Re: [HACKERS] Weaker shmem interlock w/o postmaster.pid - Mailing list pgsql-hackers

From Noah Misch
Subject Re: [HACKERS] Weaker shmem interlock w/o postmaster.pid
Date
Msg-id 20190408064141.GA2016666@rfd.leadboat.com
Whole thread Raw
In response to Re: [HACKERS] Weaker shmem interlock w/o postmaster.pid  (Noah Misch <noah@leadboat.com>)
Responses Re: [HACKERS] Weaker shmem interlock w/o postmaster.pid
Re: [HACKERS] Weaker shmem interlock w/o postmaster.pid
List pgsql-hackers
On Thu, Apr 04, 2019 at 07:53:19AM -0700, Noah Misch wrote:
> On Wed, Apr 03, 2019 at 07:05:43PM -0700, Noah Misch wrote:
> > Pushed, but that broke two buildfarm members:
> > https://buildfarm.postgresql.org/cgi-bin/show_log.pl?nm=idiacanthus&dt=2019-04-04%2000%3A33%3A14
> > https://buildfarm.postgresql.org/cgi-bin/show_log.pl?nm=komodoensis&dt=2019-04-04%2000%3A33%3A13
> > 
> > I think the problem arose because these animals run on the same machine, and
> > their test execution was synchronized to the second.  Two copies of the new
> > test ran concurrently.  It doesn't tolerate that, owing to expectations about
> > which shared memory keys are in use.  My initial thought is to fix this by
> > having a third postmaster that runs throughout the test and represents
> > ownership of a given port.  If that postmaster gets something other than the
> > first shm key pertaining to its port, switch ports and try again.
> > 
> > I'll also include fixes for the warnings Andres reported on the
> > pgsql-committers thread.
> 
> This thread's 2019-04-03 patches still break buildfarm members in multiple
> ways.  I plan to revert them.  I'll wait a day or two before doing that, in
> case more failure types show up.

Notable classes of buildfarm failure:

- AIX animals failed two ways.  First, I missed a "use" statement such that
  poll_start() would fail if it needed more than one attempt.  Second, I
  assumed $pid would be gone as soon as kill(9, $pid) returned[1].
- komodoensis and idiacanthus failed due to 16ee6ea not fully resolving the
  problems with concurrent execution.  I reproduced the various concurrency
  bugs by setting up four vpath build trees and looping the one test in each:
    for dir in 0 1 2 3; do (until [ -f /tmp/stopprove ]; do make -C $dir/src/test/recovery installcheck
PROVE_TESTS=t/017_shm.pl;done) & done; wait; rm /tmp/stopprove
 
- elver failed due to semaphore exhaustion.  I'm reducing max_connections.
- lorikeet's FailedAssertion("!(vmq->mq_sender == ((void *)0))" looked
  suspicious, but this happened six other times in the past year[2], always on
  v10 lorikeet.
- Commit 0aa0ccf, a wrong back-patch, saw 100% failure of the new test.

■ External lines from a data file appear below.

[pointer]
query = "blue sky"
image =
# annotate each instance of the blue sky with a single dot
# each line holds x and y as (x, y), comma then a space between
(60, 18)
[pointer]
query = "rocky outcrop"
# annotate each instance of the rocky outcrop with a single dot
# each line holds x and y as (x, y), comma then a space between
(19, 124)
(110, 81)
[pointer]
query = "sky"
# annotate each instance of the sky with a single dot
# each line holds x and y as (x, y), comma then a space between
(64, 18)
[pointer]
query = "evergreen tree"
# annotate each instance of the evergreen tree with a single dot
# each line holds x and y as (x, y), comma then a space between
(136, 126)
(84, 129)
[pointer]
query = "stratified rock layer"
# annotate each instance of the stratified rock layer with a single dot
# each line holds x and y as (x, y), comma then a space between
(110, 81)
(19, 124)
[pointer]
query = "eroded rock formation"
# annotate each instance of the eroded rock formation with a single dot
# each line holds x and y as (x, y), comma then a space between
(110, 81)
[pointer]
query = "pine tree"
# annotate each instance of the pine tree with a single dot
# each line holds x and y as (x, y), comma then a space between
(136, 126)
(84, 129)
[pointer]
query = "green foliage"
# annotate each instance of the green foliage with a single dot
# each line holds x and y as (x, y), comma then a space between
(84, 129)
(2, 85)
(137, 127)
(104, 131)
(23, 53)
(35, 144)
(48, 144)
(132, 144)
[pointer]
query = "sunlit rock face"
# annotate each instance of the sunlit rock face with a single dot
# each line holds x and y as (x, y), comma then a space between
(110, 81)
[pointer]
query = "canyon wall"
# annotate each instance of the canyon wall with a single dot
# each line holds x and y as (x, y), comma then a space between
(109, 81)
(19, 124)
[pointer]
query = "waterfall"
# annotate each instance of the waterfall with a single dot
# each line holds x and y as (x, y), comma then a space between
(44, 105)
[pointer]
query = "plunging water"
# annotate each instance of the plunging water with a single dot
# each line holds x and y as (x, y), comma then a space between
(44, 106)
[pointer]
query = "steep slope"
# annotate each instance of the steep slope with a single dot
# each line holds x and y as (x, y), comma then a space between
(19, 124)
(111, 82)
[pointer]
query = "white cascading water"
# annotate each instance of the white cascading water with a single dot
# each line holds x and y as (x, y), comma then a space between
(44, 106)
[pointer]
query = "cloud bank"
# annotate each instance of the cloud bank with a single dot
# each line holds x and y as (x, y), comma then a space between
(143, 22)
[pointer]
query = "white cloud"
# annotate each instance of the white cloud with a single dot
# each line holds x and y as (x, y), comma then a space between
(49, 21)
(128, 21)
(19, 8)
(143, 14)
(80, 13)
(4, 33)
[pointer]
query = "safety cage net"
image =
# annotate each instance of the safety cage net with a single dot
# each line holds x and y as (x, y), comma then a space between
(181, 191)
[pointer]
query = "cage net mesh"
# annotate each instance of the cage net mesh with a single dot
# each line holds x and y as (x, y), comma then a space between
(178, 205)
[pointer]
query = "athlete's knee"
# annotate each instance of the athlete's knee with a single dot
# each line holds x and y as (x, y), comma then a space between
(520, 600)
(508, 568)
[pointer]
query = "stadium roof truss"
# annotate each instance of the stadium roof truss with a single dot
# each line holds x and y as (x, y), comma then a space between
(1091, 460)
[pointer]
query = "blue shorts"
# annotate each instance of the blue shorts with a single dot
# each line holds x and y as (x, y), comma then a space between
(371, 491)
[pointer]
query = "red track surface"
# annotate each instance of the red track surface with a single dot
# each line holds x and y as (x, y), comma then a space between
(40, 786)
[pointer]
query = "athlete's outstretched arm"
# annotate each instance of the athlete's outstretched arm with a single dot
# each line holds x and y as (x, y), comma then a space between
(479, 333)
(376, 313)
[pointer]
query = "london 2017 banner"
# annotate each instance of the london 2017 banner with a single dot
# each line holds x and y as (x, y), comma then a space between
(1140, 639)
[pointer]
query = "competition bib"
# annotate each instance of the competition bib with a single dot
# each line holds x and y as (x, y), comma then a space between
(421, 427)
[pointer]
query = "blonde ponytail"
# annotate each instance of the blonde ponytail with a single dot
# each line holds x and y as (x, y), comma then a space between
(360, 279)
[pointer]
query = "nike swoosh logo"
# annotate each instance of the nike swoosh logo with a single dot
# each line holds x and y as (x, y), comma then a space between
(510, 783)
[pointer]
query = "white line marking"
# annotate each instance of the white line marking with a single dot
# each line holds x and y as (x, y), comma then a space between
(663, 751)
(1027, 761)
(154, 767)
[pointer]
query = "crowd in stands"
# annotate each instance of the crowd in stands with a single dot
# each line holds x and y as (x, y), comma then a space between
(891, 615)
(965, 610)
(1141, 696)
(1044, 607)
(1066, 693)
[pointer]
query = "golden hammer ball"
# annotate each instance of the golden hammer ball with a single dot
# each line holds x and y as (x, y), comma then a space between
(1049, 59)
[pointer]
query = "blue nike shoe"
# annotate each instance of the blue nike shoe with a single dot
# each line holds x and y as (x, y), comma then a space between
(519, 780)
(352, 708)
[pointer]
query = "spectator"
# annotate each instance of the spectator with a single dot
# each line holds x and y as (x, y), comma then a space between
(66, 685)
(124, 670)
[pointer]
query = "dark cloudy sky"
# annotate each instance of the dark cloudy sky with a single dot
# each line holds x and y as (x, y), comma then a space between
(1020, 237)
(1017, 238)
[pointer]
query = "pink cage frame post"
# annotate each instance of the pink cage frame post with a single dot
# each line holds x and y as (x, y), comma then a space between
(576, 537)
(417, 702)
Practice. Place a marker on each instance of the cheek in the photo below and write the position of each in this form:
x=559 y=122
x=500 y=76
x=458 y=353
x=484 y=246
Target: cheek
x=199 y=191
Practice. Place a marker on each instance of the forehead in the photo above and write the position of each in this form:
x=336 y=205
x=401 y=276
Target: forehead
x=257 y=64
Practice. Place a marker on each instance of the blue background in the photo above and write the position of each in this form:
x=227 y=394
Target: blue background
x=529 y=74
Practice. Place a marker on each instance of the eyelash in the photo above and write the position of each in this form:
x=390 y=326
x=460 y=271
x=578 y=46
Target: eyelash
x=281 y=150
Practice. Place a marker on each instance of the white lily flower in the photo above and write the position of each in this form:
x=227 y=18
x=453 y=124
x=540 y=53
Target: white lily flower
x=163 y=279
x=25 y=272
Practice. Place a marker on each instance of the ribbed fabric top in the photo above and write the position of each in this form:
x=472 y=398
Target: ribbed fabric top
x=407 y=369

While it didn't cause a buildfarm failure, I'm changing the non-test code to
treat shmat() EACCESS as SHMSTATE_FOREIGN, so we ignore that key and move to
another.  In the previous version, I treated it as SHMSTATE_ANALYSIS_FAILURE
and blocked startup.  In HEAD today, shmat() failure blocks startup if and
only if we got the shmid from postmaster.pid; there's no distinction between
EACCES and other causes.

Attached v4 fixes all the above.  I've also attached the incremental diff
versus the code I reverted.


[1] POSIX says "sig or at least one pending unblocked signal shall be
delivered to the sending thread before kill() returns."  I doubt the
postmaster had another signal pending often enough to explain the failures, so
AIX probably doesn't follow POSIX in this respect.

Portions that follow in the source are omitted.